Ao utilizar um vidro pintado que fica na frente da modelo, como forma de textura, podemos sentir que a presença da mulher não é por completo, existe um obstáculo que impede de conhecer, de interagir com essa mulher, mesmo que seu olhar seja chamativo.
Unfocused:
Fotografias fora de foco, nas quais rostos não são mostrados, sabe-se apenas que é uma mulher, com vestido preto, exibindo seus braços, pescoço e pés. Uma maneira abstrata de revelar uma mulher, mesmo não sabendo por completo sua identidade. Mais uma vez Ghadirian trabalha com a ideia de não exibir por completo, dando a entender um ambiente de insegurança. Um lugar onde a mulher só consegue se mostrar se for no anonimato.

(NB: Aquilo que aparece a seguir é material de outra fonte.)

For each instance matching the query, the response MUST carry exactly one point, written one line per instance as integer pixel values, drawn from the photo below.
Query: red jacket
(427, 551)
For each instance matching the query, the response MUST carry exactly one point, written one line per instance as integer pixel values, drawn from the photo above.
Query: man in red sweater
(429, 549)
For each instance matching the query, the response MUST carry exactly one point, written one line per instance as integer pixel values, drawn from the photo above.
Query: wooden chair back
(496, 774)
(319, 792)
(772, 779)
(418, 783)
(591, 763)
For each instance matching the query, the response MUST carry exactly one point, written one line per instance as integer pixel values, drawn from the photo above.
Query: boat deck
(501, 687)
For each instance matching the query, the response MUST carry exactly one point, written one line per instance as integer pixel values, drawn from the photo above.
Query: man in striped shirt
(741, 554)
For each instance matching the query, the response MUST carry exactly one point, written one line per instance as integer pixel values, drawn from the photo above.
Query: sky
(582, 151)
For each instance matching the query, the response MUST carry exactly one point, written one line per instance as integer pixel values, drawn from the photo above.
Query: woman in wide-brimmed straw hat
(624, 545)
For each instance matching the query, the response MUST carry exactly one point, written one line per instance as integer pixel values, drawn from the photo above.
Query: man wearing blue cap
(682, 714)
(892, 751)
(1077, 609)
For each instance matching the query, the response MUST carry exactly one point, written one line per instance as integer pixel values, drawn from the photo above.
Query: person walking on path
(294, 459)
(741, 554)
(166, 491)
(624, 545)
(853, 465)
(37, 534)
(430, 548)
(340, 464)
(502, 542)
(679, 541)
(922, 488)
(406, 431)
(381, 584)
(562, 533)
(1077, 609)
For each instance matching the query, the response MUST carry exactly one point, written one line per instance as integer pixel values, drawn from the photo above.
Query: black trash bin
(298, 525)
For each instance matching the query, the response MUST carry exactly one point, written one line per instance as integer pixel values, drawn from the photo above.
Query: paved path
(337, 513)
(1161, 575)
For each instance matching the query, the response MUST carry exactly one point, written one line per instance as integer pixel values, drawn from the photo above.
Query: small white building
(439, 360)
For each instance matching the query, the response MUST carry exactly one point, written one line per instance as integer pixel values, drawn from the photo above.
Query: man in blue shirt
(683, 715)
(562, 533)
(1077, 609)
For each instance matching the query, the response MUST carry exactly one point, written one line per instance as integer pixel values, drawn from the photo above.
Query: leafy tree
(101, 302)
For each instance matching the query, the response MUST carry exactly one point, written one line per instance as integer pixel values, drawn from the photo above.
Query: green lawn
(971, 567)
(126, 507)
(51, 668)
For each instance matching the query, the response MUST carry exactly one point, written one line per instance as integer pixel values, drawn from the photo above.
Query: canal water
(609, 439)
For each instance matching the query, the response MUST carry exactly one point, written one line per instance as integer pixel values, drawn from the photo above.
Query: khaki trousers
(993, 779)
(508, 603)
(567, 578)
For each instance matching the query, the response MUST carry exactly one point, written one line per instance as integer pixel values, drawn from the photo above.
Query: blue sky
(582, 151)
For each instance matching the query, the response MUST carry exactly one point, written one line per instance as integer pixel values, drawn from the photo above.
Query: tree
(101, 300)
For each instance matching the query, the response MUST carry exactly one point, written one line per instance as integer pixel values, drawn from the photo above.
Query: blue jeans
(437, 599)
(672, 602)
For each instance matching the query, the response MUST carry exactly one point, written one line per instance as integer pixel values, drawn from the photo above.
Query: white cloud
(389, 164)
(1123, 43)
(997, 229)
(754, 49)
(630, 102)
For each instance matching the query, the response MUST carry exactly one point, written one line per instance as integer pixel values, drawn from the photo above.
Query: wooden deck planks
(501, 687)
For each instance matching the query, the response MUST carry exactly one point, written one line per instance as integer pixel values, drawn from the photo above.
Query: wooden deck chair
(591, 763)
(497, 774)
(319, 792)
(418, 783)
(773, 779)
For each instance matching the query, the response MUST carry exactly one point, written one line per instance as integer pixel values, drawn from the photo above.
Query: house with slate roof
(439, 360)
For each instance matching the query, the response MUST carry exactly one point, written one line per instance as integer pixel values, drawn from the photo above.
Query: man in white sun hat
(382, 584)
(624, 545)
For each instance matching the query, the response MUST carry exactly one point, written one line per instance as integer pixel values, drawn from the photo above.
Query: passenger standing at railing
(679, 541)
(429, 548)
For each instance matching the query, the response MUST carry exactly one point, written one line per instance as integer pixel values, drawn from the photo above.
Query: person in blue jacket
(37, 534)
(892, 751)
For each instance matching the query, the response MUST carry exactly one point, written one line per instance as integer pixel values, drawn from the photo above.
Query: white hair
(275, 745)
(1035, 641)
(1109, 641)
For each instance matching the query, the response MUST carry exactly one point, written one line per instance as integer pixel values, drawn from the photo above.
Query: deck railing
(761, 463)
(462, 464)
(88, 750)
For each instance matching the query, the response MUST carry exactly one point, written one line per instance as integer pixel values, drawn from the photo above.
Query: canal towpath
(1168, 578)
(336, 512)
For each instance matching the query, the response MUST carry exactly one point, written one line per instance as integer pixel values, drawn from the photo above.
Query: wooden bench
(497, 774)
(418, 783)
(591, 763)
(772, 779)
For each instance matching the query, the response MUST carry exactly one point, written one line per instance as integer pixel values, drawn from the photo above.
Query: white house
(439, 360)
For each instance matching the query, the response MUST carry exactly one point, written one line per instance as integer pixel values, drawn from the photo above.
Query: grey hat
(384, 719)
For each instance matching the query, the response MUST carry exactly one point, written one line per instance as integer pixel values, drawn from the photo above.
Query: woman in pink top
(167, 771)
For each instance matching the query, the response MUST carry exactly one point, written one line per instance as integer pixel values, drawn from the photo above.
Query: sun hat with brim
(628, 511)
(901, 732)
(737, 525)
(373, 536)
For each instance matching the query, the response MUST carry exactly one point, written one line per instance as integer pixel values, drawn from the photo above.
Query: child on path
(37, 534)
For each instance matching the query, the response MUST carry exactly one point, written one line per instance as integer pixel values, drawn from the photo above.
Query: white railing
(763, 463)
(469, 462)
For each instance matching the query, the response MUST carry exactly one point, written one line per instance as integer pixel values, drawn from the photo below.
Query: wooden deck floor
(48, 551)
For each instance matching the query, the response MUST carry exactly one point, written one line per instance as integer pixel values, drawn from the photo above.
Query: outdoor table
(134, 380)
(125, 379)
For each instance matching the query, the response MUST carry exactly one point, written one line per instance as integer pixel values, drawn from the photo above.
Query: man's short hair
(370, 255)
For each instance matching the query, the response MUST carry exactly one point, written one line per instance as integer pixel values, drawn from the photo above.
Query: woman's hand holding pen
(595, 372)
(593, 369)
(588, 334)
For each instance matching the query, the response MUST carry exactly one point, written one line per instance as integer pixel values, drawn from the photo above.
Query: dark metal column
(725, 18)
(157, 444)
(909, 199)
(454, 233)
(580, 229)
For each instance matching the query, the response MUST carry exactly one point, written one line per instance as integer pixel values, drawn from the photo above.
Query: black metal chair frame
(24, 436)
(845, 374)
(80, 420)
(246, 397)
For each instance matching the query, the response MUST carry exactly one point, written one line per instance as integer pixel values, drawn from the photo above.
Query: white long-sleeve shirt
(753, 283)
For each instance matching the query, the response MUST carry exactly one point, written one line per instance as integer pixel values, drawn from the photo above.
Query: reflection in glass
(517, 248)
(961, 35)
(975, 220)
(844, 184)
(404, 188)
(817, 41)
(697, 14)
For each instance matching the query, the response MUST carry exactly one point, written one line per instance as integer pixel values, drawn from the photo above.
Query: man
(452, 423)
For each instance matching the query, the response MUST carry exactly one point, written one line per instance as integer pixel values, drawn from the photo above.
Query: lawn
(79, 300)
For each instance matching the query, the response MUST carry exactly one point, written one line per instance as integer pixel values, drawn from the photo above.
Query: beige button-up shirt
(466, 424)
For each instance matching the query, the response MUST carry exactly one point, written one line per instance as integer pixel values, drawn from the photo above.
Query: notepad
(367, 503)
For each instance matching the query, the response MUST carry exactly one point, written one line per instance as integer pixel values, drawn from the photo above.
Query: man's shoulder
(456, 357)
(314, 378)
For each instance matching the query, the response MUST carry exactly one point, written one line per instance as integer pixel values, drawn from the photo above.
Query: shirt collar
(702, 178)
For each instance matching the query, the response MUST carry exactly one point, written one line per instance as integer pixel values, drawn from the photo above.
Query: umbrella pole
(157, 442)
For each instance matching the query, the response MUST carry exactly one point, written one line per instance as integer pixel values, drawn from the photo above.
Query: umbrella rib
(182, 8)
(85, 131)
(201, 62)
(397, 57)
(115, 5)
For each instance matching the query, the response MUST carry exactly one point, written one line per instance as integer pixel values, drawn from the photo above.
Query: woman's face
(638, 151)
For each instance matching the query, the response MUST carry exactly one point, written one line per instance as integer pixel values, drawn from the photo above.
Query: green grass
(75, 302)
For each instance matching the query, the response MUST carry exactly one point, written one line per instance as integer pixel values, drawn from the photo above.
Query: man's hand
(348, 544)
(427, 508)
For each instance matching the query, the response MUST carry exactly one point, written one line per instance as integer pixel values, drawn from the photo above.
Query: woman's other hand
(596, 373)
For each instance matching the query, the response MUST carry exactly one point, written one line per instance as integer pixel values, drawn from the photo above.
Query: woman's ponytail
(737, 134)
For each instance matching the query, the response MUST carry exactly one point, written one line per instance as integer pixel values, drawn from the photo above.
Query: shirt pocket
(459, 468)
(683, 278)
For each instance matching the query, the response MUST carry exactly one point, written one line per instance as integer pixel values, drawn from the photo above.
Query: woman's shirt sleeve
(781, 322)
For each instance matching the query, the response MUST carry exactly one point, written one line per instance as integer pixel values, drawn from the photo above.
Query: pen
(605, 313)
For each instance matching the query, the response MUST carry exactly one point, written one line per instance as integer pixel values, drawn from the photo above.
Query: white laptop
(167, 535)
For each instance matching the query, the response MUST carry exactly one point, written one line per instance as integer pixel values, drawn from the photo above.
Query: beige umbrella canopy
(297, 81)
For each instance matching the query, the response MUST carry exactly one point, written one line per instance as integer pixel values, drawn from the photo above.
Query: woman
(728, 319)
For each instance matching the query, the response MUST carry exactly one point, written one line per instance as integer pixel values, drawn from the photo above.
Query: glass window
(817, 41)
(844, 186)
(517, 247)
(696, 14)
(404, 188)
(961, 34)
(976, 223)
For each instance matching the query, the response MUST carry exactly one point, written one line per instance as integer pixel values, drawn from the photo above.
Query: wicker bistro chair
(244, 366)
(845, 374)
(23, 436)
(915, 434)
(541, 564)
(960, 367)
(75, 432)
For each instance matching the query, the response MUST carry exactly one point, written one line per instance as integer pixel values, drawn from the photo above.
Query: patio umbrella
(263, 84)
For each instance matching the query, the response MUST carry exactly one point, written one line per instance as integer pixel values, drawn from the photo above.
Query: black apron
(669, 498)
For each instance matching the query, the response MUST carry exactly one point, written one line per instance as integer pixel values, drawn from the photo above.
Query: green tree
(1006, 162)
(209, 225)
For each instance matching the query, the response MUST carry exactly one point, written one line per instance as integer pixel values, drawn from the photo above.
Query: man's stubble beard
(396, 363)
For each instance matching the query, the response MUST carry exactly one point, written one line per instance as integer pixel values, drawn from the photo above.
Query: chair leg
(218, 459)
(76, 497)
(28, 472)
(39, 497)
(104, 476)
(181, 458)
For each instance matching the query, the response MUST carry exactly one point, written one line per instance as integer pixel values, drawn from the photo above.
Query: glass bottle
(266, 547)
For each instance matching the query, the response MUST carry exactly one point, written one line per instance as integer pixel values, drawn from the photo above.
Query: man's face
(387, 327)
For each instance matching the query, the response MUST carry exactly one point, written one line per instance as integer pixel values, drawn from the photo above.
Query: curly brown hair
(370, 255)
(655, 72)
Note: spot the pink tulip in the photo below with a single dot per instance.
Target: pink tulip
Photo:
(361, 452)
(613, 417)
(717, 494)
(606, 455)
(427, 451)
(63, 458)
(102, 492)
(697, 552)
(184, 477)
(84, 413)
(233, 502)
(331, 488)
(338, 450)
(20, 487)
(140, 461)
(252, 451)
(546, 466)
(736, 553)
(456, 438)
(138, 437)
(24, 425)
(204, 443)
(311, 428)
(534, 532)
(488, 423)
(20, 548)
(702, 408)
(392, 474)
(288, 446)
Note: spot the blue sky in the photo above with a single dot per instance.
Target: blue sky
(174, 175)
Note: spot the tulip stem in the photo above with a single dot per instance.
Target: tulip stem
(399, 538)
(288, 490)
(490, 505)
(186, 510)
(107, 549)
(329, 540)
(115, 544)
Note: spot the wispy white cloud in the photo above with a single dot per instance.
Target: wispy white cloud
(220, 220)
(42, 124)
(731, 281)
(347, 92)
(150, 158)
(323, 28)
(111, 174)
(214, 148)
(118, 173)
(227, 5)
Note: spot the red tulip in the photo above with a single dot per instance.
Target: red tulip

Shadi Ghadirian retrata esse universo feminino de forma crítica e abstrata, para que o leitor de suas obras tenha diferentes motivos para interpretar, pois estamos falando de culturas diferentes, de um cotidiano que para muitos não condiz com a realidade. De maneira sensível, a fotógrafa consegue mostrar um pensamento crítico e exibir suas considerações em relação ao lugar da mulher no mundo árabe.